Accounting
shenanigans at Enron and WorldCom make a case for revisiting
the US GAAP. Is a switchover to principles-based accounting
standards desired?
Who
knows it better than Enron? Before its disgraced collapse,
who had thought that cooking-the-book (inflating accounting
numbers) could be perfected to such an extent that it no longer
remained just that plain vanilla accounting. Instead it had
taken the form of an art. Malicious executives fudged accounting
numbers, fooled shareholders, markets, and perhaps everybody
else including regulators. Innumerable cases of accounting
shenanigans have literally inundated Wall Street in a short
span in recent times. Enron cooked its books by exploiting
the loopholes in the existing accounting statements on SPEs;
Qwest Communications got around by channel stuffing its revenues
by recognizing its future sales as current year revenues.
WorldCom willfully misstated earnings by capitalizing operating
expenses. At Adelphia Communications, it was a case of concealing
huge sums of loans given to the company's promoters. While
at Tyco, it was a case of the company bearing the million
dollar lavish lifestyles of its chief executive.
While FASB (Federal Accounting Standard Board), the body which
frames the standards for the US accounting industry is still
struggling to grapple with the loopholes in standards, there
is increasing pressure on it to adopt the principles-based
approach to set accounting standards. Principle-based standards
provide broad guidelines without being voluminous, at the
most they contain 10-12 pages compared to hundreds of pages
that characterizes the US GAAP. While some in the investor
fraternity and competitors like IASB are pressing the FASB
to go for it, a word of caution on principle-based approach:
they lead to interpretations and, in many cases, misinterpretations,
if the skeptics are to be believed. Given this, will it be
a wise move to espouse the principle-based approach?
While
there are no doubts that the recent cases of accounting shenanigans
highlight the laxity of auditors and their conflicts of interest,
experts suggest that the problem runs much deeper than what
was initially believed. Over the years, business dynamics
have changed and so have the way companies do their business.
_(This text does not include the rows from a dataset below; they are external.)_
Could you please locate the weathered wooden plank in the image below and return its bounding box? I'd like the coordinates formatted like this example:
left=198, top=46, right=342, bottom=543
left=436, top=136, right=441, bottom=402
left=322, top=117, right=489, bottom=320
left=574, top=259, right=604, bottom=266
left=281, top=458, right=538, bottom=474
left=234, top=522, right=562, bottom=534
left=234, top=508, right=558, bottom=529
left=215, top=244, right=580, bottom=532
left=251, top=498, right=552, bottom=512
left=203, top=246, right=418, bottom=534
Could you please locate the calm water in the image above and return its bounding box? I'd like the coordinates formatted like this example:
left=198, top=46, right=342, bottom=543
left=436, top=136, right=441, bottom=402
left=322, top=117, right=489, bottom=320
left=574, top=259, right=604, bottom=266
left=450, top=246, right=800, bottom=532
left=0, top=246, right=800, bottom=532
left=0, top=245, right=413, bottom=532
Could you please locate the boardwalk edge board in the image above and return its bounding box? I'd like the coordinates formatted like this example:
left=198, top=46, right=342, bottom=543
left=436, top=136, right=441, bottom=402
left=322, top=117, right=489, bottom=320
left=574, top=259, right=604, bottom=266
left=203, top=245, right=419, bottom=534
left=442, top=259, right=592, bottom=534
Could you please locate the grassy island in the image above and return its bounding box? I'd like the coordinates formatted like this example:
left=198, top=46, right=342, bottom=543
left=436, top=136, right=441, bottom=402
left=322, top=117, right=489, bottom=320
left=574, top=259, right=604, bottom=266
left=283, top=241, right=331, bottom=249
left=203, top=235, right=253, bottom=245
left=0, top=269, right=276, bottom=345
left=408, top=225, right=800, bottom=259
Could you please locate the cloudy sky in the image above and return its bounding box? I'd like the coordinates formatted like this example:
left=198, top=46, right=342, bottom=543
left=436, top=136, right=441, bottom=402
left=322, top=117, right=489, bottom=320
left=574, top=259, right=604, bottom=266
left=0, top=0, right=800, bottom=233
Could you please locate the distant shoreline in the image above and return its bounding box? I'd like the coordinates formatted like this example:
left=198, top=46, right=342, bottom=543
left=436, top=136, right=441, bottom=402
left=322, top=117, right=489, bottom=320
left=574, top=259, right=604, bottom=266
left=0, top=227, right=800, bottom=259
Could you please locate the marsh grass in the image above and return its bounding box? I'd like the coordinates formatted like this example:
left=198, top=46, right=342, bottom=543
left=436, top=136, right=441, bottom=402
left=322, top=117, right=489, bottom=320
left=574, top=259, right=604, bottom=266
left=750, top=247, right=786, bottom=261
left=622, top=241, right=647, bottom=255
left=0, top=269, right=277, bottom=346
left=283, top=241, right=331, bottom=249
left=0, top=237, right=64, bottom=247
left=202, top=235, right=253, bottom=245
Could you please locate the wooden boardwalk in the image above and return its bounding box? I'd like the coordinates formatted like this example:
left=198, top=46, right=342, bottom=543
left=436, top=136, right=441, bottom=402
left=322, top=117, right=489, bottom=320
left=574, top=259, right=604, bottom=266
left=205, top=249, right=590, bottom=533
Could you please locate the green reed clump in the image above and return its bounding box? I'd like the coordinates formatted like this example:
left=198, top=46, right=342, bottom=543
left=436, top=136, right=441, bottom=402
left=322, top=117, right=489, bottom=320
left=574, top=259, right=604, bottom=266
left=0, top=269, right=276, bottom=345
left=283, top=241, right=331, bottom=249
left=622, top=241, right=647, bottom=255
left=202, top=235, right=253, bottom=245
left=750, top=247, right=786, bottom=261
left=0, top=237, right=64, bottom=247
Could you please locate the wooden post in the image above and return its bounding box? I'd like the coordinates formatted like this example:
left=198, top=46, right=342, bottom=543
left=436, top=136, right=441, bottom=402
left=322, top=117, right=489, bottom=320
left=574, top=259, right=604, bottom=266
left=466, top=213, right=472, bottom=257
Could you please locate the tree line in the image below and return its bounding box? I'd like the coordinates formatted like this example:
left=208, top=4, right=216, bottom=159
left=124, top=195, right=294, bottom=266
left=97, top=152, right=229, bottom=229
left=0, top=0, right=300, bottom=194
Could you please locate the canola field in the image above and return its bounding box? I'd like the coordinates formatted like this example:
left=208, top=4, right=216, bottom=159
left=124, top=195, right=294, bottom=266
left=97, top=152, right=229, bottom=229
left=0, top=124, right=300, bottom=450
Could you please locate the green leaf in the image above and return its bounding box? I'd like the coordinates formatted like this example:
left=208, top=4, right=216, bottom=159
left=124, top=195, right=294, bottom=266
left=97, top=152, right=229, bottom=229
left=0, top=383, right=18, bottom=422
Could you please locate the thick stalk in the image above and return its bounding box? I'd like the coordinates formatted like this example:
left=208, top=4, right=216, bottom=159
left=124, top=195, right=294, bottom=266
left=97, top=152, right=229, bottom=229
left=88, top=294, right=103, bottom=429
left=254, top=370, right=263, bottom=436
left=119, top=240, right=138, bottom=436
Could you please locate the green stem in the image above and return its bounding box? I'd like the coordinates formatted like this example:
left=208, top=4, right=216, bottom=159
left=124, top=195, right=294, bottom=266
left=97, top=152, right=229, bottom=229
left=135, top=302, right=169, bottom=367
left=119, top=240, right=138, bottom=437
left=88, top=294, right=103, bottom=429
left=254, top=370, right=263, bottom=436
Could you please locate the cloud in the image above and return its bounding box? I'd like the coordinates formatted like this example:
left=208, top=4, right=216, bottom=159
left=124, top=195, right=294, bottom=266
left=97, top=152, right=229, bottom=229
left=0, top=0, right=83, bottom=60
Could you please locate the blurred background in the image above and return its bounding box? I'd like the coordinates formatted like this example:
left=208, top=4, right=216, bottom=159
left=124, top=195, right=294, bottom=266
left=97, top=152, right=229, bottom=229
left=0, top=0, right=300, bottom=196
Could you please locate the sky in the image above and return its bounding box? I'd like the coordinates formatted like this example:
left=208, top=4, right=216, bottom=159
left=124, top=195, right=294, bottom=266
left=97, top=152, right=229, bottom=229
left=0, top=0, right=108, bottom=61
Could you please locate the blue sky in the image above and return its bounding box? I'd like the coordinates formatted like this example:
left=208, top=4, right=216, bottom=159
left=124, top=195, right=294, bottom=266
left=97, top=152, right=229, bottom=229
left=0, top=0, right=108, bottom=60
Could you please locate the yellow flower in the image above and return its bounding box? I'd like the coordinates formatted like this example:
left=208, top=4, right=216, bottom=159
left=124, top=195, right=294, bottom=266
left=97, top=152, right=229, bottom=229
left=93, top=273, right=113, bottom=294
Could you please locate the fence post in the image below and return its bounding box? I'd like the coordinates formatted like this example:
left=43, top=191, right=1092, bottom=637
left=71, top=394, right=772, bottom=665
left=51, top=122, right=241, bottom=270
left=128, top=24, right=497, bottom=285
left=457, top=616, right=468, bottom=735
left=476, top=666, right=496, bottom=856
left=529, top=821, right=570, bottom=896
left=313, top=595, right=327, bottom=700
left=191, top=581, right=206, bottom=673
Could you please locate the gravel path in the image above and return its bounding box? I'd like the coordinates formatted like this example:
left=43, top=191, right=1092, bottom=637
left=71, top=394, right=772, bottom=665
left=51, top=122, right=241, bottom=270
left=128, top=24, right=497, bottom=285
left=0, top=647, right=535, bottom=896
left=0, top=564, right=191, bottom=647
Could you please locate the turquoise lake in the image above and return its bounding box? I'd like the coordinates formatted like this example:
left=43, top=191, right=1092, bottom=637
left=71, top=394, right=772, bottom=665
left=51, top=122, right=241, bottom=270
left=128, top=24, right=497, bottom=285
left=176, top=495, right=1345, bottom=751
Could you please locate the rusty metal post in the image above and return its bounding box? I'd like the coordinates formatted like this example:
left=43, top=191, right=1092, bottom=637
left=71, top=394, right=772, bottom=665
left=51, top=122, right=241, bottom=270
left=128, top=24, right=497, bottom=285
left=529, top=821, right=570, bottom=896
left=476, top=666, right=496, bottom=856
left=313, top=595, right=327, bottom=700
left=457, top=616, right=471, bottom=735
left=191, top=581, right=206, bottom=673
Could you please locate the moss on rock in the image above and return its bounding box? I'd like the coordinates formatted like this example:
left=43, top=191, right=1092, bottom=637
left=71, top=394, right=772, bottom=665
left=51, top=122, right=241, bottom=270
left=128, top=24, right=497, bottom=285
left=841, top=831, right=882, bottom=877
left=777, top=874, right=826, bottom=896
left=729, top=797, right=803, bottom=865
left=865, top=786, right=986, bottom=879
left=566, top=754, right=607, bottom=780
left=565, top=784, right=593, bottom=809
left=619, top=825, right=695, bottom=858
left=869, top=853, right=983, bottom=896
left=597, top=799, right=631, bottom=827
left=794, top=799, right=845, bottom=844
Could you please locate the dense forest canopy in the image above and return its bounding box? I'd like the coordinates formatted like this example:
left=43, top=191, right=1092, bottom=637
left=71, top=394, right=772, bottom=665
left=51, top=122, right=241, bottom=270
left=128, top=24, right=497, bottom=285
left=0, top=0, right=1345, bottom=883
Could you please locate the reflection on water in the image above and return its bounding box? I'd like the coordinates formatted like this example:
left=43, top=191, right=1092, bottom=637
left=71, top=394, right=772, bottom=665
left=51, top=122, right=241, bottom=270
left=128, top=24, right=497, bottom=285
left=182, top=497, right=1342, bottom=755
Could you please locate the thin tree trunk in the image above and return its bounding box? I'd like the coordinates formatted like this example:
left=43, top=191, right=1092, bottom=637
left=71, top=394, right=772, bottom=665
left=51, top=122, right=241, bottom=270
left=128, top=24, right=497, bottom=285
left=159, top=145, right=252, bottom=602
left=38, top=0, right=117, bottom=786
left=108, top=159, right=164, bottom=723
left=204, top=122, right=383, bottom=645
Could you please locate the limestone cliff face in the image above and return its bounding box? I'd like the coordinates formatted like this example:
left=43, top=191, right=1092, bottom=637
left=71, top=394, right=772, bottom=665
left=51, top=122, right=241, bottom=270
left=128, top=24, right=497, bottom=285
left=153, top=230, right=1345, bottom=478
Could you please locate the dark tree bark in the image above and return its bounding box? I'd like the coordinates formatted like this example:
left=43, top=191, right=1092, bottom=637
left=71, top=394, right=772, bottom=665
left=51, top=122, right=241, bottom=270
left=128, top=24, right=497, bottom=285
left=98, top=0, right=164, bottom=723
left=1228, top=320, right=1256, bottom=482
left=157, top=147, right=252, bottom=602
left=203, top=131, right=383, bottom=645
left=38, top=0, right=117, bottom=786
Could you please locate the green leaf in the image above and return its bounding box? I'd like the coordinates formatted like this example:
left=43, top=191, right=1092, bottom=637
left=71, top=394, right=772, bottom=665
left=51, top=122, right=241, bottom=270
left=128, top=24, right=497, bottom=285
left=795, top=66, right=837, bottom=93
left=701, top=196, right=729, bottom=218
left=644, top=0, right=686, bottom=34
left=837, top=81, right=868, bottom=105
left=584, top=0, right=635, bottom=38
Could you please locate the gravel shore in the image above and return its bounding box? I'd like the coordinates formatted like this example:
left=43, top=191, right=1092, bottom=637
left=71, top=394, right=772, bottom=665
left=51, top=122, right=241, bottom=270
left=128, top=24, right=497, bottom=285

However, one thing that hasn't changed is the way financial
statements are presented. The emergence of knowledge economy
has significantly tilted the scale in favor of intangible
assets. Intangibles like Human Capital, Customer Capital,
Trademark, Goodwill, Patents have come to account for a significant
portion of a company's asset base, still they find either
little or absolutely no recognition in the financial reports
of a company.
Another
critical development, which the accounting rule setters have
been slow to respond to, is accounting for stock options.
Abuse of stock options at companies like Enron and WorldCom
which on one hand made their executives filthy rich, while
millions of their employees and shareholders lost their hard
earned money as these companies' inflated share prices crashed
to ground zero. The deafening silence of the rule makers has
meant that millions of investors across the globe are kept
in the dark as to what the actual cost of operations of companies
is. A recent study done by S&P shows that there is a huge
difference between a company's reported earnings and its actual
earnings on the basis of its recently introduced metric Core
Earnings (see table - Inflated profits).